Siempre gafa las cosas —suspiró Kei ante el lancero risueño del frente.

—En fin —ese es el único que queda, así que dejemos que se divierta un poco —Bassena se encogió de hombros.

Justo entonces, el viento azotador cesó y los dos guerreros no perdieron tiempo en correr hacia el can de tres cabezas que había crecido al tamaño de una furgoneta.

Una vez más, sus cuerpos brillaron con el buff de Carra, y las lianas que antes ataban a los canes pequeños ahora corrían hacia el Cerberus.

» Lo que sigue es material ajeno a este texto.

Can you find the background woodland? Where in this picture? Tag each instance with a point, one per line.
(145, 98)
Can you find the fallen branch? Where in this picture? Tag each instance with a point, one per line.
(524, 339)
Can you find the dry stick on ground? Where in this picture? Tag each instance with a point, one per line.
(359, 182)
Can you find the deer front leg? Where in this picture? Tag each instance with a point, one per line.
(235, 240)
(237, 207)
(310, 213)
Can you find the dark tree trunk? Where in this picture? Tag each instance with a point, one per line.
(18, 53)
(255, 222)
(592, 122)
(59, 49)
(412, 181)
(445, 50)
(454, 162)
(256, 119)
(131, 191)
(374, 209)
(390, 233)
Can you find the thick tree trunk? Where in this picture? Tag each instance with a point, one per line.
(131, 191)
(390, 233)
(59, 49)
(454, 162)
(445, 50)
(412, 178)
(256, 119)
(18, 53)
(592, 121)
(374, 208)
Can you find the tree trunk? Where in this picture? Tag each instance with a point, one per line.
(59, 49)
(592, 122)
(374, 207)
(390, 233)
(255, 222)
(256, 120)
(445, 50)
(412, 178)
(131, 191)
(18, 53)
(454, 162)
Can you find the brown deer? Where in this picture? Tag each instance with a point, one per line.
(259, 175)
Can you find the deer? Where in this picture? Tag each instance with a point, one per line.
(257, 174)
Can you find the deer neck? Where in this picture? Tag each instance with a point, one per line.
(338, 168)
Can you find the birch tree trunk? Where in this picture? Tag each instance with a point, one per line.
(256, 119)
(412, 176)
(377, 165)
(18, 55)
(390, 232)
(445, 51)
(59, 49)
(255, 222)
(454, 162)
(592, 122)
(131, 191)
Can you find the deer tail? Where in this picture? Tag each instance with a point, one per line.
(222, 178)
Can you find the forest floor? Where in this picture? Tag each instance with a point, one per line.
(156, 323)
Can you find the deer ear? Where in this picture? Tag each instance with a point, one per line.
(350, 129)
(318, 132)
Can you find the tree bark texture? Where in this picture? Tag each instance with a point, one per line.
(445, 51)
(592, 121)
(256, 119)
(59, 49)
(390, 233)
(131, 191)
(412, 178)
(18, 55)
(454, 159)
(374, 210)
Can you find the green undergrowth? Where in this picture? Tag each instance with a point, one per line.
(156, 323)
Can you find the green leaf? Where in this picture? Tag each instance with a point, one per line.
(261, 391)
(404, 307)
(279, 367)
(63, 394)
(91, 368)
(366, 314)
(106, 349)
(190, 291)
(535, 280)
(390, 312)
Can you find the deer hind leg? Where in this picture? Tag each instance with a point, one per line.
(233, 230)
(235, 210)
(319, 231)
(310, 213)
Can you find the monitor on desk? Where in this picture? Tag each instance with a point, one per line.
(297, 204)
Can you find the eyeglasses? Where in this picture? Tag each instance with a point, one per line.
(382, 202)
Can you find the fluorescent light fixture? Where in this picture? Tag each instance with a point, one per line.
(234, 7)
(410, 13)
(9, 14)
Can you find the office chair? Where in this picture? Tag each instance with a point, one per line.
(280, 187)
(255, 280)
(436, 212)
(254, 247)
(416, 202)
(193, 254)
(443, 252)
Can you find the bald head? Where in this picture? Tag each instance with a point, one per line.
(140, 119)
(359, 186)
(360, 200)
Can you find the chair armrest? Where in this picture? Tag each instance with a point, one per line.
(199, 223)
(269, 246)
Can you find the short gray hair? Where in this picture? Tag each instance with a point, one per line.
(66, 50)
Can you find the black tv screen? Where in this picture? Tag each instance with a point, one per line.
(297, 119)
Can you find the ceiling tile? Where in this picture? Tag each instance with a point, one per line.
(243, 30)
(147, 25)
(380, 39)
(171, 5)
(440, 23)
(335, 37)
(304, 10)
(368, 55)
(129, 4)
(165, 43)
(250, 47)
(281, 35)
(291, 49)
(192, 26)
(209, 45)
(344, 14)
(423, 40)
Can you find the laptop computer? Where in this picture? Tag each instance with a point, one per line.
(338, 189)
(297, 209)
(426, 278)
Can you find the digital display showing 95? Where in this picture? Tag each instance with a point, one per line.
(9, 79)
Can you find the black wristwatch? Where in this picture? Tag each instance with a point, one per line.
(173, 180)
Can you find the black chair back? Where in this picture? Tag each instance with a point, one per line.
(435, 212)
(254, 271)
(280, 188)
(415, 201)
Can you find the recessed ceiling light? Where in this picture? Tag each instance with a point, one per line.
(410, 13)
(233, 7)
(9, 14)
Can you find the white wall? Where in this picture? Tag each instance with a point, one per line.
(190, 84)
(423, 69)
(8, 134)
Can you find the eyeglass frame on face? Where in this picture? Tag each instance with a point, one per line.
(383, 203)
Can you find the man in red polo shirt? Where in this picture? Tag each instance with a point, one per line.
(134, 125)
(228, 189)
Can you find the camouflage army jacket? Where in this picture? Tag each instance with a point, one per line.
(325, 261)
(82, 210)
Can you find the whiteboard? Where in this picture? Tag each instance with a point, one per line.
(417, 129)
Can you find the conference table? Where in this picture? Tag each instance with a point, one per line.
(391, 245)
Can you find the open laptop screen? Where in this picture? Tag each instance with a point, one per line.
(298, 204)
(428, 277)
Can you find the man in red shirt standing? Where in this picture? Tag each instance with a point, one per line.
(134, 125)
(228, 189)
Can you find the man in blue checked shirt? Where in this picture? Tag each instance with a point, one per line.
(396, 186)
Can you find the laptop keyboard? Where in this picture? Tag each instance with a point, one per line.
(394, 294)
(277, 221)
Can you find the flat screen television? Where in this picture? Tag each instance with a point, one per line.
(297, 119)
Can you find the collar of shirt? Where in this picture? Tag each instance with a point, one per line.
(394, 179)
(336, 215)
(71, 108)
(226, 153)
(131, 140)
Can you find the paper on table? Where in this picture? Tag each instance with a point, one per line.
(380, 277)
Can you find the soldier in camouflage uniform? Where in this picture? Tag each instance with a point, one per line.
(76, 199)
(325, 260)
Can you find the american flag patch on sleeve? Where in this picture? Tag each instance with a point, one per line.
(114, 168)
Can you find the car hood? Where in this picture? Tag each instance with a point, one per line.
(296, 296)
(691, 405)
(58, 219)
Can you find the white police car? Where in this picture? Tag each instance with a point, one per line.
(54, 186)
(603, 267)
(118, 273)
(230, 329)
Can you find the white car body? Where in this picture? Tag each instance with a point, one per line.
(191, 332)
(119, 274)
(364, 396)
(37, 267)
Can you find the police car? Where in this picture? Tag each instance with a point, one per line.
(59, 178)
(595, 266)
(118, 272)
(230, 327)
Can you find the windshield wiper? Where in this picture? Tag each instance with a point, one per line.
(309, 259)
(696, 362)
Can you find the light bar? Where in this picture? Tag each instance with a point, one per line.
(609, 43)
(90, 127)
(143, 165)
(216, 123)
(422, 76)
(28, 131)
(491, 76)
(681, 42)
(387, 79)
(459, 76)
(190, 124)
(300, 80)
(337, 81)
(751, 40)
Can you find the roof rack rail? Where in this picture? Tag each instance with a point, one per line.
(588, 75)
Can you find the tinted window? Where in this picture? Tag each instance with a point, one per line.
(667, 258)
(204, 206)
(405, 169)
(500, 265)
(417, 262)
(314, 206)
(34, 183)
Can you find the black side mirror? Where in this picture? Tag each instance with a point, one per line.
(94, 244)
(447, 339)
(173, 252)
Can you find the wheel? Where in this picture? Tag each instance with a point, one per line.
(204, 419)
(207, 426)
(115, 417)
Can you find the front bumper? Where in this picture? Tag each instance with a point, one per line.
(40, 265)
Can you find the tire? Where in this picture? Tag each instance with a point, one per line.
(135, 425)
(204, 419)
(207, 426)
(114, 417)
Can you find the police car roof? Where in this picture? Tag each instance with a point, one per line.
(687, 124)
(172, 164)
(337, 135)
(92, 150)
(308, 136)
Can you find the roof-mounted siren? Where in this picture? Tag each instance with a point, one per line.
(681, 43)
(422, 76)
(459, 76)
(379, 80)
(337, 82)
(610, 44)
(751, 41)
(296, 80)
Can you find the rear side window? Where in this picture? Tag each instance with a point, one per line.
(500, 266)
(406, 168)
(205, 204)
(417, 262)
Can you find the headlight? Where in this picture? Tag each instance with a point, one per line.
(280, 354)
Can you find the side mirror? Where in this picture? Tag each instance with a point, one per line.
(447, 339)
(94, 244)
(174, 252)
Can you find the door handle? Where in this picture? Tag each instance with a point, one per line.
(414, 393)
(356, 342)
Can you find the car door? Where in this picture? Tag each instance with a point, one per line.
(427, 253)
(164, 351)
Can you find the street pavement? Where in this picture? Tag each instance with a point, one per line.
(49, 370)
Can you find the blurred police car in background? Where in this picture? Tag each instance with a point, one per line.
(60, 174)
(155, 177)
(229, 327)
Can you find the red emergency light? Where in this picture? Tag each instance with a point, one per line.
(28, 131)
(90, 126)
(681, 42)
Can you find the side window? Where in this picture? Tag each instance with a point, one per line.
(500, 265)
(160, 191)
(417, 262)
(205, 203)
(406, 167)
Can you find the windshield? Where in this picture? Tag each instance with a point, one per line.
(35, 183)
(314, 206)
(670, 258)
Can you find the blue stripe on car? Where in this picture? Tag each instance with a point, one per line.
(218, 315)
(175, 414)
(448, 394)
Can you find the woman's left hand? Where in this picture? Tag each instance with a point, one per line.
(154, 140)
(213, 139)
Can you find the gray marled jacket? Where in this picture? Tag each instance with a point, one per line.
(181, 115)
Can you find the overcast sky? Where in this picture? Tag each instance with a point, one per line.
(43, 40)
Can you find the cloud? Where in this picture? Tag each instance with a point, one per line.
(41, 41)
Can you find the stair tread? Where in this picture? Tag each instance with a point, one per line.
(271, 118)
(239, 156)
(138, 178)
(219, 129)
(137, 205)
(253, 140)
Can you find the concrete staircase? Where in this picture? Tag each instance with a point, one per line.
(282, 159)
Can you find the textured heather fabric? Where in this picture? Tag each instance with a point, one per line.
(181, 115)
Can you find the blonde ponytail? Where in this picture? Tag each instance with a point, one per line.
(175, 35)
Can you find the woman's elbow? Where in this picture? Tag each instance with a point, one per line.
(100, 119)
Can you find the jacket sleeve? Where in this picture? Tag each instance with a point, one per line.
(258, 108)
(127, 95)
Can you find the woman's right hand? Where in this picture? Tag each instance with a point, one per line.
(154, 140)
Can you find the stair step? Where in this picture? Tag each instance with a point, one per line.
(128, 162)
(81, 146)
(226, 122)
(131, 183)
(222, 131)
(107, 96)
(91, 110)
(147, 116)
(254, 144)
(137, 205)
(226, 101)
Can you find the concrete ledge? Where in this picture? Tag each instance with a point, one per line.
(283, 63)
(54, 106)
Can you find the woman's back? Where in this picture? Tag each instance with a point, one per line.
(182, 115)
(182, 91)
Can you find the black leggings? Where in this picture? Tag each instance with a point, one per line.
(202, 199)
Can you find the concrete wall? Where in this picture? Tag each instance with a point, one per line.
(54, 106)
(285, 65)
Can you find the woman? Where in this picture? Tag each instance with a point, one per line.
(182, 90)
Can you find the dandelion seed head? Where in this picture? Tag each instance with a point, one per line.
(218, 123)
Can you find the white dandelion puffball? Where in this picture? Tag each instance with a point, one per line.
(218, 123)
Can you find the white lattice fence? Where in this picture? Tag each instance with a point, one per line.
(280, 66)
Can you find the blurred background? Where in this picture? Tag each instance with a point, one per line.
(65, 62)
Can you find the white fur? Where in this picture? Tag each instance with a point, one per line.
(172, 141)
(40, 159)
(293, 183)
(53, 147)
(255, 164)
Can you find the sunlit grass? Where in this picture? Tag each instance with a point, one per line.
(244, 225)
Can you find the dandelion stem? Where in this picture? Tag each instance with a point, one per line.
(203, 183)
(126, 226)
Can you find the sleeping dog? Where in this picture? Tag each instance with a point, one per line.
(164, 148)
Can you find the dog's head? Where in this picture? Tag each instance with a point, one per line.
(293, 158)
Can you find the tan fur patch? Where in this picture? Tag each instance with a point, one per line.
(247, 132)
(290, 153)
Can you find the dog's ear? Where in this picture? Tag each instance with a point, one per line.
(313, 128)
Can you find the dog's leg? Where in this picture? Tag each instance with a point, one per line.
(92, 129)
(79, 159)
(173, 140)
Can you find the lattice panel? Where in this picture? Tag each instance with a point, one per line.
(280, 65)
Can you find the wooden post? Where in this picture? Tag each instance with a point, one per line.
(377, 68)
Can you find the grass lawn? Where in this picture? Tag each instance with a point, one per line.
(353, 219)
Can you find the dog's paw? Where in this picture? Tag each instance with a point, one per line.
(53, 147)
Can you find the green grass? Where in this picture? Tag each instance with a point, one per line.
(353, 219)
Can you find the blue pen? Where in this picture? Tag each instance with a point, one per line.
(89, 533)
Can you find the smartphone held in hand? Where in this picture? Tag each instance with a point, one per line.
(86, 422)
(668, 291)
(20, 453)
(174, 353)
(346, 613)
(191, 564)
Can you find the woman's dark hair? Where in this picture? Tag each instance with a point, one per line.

Por supuesto, la bestia evolucionada no sería atada tan fácilmente como los demás.

Quemó las lianas antes de que pudieran acercarse, y a pesar de su mayor físico, se movió incluso más rápido.

Gus y Zhan, sin embargo, se movieron tan rápido y ágilmente como la bestia, atacando al can de tres cabezas que acababa de convertirse en un objetivo más grande por todo el campo, por encima de los canes muertos.

Y cada vez que la bestia intentaba ir a la colina o al río, una ráfaga de flechas bloqueaba su movimiento y la devolvía al campo.

La bestia y los espeers se movían tan rápido que Dheera y Leehan no podían seguirlos con los ojos, solo la ráfaga de luces provenientes del choque de poderes.

Zein sí podía, gracias a sus sentidos agudizados por el entrenamiento.

Sus ojos siguieron a Gus, Zhan y Naoya; y liberó una ola de maná guiando.

Zein parpadeó lentamente mientras estaba allí, en medio de la oscuridad, y su mente volvió al mar oscuro que había observado con Bassena.

En lugar de usar su mano y disparar una cuerda de maná hacia los espeers, dejó que saliera como una ola, al igual que el océano y la playa.

La ola barrió a los tres espeers capturados en su vista, y ellos tomaron una profunda respiración cuando una manta invisible y calmante les cubrió el cuerpo.

Era diferente, pensaron.

No les picaba como antes.

Era cómodo y suave.

Una ola tras otra guiando que barría la corrosión dentro de su sistema.

—¡Ja!

—exclamó Zhan y rió al sentir su cuerpo más ligero—.

¡Gus!

El espadachín se detuvo en seco y saltó, no hacia la bestia, sino hacia la alabarda que Zhan había retraído.

En el momento en que sus dedos tocaron el pomo de la alabarda, el lancero gruñó y balanceó la alabarda, enviando a Gus por el aire.

Una plataforma negra lo esperaba allí, y mientras pisaba en ella, una lluvia de flechas descendió para golpear el área alrededor del can de tres cabezas, ninguna siquiera rozó al espadachín.

Aullando en la jaula improvisada que emitía un sonido crepitante de trueno, estaba lo suficientemente distraído como para no darse cuenta de la espada brillante sobre él descendiendo para cortar todas las cabezas simultáneamente.

El can decapitado se estrelló de lado antes de que la cabeza cortada pudiera siquiera aullar.

En esta oscuridad, su muerte fue silenciosa.